Un’azienda del settore media operante su più canali (carta,

voce e internet), dopo anni di crescita e di leadership nel

proprio settore, si trovava in un momento di rallentamento

del business, ormai maturo, e di contrazione delle quote di

mercato ad opera di nuovi player internazionali.

In questo scenario diventava vitale trovare nuove soluzioni

per presidiare le quote di mercato e stimolare l’espansione

del business. Di qui la richiesta a Mida di un supporto in

questo processo di cambiamento e innovazione.

Fin da subito sembrò evidente che il primo passo era capire

bene la situazione di mercato per poi costruire una nuova

vision, ideare la strategia di crescita e quindi implementarla.

Con il Board decidemmo di non procedere con un approccio

top-down, ma di attivare un processo di co-design creando

un management team formato dalla Direzione Generale, dai

manager delle Business Units e dai manager delle varie

funzioni di staff, per un totale di 12 persone.

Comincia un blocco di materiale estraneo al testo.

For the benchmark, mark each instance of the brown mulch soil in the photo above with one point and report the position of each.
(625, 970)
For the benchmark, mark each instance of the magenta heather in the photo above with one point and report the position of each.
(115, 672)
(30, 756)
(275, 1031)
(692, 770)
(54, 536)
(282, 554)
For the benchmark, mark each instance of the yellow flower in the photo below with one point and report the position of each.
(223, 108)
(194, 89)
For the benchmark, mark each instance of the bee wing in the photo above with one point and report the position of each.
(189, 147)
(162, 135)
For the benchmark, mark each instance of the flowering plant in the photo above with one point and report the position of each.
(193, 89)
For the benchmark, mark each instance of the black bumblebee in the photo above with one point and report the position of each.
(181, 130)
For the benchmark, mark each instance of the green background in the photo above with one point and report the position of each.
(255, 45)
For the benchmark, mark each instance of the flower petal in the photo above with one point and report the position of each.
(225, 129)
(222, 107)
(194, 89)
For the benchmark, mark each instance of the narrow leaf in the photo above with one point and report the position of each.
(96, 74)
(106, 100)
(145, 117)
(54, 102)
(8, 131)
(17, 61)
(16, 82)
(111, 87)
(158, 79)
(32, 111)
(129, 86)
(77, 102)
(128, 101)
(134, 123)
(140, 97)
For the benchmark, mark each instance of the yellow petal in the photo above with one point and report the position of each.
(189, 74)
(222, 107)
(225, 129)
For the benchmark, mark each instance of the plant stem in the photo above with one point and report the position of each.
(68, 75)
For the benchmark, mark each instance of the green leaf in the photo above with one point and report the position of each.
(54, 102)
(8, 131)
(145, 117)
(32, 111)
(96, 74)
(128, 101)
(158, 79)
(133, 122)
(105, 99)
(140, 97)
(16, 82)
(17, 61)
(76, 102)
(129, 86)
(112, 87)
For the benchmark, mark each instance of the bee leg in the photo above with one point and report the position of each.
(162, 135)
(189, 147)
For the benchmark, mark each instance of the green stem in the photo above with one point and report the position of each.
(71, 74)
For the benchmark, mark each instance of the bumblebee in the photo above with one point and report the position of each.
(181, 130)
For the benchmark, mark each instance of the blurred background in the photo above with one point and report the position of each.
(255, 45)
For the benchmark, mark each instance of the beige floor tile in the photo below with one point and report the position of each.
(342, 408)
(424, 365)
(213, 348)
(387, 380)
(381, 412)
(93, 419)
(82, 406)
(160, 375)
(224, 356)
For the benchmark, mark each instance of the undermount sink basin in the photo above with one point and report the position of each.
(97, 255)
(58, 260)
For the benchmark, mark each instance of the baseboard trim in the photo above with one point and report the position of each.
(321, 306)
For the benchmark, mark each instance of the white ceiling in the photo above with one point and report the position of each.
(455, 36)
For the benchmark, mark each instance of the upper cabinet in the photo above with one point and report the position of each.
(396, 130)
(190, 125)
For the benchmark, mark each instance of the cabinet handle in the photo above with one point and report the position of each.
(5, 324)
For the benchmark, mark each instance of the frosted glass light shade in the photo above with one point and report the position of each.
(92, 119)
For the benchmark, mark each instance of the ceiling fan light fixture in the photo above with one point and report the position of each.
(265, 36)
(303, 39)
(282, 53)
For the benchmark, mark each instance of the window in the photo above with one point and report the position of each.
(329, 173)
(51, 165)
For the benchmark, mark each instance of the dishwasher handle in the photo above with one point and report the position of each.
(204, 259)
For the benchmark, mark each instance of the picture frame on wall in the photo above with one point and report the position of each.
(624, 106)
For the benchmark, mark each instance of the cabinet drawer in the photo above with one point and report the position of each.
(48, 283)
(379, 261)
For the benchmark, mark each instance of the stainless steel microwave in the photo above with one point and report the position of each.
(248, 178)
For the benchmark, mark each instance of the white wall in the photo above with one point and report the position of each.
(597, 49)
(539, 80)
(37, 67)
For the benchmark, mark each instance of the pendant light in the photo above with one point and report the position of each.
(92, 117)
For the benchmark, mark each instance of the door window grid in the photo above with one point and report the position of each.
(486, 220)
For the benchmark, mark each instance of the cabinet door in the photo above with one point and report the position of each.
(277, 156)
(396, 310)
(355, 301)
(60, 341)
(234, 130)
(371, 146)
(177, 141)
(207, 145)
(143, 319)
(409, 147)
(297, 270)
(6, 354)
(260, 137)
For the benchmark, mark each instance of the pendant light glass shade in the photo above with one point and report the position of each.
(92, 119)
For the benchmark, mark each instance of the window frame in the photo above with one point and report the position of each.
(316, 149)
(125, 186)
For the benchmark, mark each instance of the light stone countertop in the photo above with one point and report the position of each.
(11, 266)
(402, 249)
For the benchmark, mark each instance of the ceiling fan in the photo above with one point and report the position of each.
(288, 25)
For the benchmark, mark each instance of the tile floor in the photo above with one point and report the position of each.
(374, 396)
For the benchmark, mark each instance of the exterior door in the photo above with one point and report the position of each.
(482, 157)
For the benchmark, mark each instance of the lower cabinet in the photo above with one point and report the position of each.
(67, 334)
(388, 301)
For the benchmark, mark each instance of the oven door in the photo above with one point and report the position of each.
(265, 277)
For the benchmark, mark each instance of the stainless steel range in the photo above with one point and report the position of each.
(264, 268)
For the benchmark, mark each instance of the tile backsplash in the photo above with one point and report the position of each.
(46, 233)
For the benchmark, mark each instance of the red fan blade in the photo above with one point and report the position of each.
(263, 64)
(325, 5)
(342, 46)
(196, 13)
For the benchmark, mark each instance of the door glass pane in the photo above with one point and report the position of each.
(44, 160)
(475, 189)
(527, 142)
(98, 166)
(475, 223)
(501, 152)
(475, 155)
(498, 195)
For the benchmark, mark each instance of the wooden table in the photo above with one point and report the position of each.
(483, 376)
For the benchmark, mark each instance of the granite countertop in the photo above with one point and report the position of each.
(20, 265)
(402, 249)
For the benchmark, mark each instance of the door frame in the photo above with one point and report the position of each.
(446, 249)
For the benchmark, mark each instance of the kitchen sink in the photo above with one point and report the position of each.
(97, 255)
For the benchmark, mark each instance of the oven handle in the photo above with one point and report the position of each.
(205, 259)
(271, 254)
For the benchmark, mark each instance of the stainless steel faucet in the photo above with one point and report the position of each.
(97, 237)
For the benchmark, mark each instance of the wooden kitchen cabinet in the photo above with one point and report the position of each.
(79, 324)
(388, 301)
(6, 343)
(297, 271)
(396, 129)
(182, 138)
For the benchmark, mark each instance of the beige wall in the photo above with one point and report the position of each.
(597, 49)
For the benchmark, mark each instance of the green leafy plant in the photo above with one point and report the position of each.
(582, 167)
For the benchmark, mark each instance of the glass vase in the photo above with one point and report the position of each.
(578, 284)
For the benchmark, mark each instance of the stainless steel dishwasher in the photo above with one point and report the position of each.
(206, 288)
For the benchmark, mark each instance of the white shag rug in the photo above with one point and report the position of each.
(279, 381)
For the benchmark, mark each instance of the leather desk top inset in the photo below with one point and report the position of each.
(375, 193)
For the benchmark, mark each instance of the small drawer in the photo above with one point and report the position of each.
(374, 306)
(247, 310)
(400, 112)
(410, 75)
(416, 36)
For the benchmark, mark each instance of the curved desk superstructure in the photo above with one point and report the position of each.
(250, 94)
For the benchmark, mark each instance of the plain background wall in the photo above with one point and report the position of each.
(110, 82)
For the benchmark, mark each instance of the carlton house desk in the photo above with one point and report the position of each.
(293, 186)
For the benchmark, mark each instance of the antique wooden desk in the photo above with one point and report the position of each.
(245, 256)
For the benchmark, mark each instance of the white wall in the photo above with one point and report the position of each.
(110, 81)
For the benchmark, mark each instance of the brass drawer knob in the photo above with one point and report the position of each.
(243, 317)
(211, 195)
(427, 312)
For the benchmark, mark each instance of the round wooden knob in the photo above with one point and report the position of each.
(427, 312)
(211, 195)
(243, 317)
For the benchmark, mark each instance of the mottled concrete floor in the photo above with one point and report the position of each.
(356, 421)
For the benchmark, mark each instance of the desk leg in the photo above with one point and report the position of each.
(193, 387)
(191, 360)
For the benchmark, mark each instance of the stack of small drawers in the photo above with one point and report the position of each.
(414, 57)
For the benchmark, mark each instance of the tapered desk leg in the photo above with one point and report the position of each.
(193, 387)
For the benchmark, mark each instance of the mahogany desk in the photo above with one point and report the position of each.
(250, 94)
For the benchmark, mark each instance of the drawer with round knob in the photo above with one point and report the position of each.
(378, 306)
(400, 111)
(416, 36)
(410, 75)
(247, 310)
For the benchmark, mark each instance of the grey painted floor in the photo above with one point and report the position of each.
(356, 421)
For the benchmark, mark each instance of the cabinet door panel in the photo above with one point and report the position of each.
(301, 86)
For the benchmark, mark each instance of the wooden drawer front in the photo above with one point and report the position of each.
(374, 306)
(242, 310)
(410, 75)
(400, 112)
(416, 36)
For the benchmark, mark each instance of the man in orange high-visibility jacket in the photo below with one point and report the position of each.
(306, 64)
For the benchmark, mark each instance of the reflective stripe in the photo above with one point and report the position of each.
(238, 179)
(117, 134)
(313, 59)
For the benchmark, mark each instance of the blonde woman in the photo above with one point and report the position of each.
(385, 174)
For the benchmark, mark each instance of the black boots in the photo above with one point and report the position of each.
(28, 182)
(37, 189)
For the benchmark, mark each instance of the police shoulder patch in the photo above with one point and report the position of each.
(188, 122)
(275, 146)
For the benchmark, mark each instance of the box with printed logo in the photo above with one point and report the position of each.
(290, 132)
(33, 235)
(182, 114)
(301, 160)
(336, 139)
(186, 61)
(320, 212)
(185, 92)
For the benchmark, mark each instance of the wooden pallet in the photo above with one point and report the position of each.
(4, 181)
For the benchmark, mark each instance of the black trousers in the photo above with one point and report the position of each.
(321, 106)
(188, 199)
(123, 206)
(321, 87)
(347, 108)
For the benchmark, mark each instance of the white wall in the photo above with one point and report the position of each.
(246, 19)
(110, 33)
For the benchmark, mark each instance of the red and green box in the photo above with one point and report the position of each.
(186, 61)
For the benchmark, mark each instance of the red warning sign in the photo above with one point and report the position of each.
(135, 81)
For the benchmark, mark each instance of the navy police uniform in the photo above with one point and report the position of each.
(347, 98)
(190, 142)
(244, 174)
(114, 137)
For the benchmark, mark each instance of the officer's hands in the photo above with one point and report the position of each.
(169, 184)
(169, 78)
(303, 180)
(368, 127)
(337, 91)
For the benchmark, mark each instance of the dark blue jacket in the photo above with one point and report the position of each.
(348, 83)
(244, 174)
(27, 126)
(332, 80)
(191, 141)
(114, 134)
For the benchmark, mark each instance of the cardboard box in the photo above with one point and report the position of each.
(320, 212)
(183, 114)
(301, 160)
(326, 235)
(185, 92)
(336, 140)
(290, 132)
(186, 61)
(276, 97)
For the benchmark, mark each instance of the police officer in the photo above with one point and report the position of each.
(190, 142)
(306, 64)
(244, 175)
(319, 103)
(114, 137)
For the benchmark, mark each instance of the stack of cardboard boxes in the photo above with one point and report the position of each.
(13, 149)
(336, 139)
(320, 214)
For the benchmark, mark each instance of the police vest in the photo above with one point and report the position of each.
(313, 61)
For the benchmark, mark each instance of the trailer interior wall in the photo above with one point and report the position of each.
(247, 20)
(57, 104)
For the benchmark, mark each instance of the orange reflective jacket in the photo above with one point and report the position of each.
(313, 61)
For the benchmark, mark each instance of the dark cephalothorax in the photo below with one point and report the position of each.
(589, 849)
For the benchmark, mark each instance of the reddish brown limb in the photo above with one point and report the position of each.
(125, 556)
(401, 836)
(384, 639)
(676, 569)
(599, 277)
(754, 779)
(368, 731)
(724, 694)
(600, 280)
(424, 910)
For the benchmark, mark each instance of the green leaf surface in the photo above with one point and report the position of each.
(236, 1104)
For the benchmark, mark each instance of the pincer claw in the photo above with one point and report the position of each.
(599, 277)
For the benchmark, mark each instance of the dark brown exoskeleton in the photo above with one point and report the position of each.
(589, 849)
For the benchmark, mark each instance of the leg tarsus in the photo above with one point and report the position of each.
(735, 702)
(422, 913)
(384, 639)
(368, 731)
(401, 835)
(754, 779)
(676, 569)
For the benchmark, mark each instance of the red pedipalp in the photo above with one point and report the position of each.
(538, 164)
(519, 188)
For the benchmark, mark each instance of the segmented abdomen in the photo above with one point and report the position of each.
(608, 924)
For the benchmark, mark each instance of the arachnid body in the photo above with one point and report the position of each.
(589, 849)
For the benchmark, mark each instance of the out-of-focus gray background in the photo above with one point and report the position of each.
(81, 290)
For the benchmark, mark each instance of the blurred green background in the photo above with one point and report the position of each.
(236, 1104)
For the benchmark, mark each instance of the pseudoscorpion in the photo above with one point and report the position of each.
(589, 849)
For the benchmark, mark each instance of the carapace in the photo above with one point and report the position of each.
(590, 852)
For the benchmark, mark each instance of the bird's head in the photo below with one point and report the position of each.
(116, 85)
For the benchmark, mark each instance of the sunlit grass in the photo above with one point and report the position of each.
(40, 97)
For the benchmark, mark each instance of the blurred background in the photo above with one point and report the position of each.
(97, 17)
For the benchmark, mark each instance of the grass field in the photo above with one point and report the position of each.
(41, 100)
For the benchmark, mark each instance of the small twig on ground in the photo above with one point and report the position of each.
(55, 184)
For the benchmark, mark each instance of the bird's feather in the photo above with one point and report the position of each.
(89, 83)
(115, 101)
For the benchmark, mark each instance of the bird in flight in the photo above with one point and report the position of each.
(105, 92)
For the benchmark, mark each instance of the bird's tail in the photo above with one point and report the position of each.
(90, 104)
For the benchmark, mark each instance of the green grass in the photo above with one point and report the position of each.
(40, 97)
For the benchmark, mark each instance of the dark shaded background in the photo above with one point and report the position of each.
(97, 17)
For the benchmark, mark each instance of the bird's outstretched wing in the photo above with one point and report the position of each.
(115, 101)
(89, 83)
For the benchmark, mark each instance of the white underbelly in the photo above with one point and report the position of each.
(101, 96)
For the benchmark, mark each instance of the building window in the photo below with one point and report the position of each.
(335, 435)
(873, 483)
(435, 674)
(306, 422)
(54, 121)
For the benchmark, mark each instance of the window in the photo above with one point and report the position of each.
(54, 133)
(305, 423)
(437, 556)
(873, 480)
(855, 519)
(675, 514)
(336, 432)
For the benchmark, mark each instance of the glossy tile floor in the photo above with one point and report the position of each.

L’obiettivo era quello di garantire una maggiore attivazione

dei manager nel processo, una riduzione delle resistenze al

cambiamento e una forte valorizzazione di idee e

competenze già presenti in azienda. Da qui il ricorso al co-

design proprio per realizzare un cambiamento evolutivo e

non traumatico, fonte di engagement per le persone e

guidato da una leadership coerente ed empowerizzante.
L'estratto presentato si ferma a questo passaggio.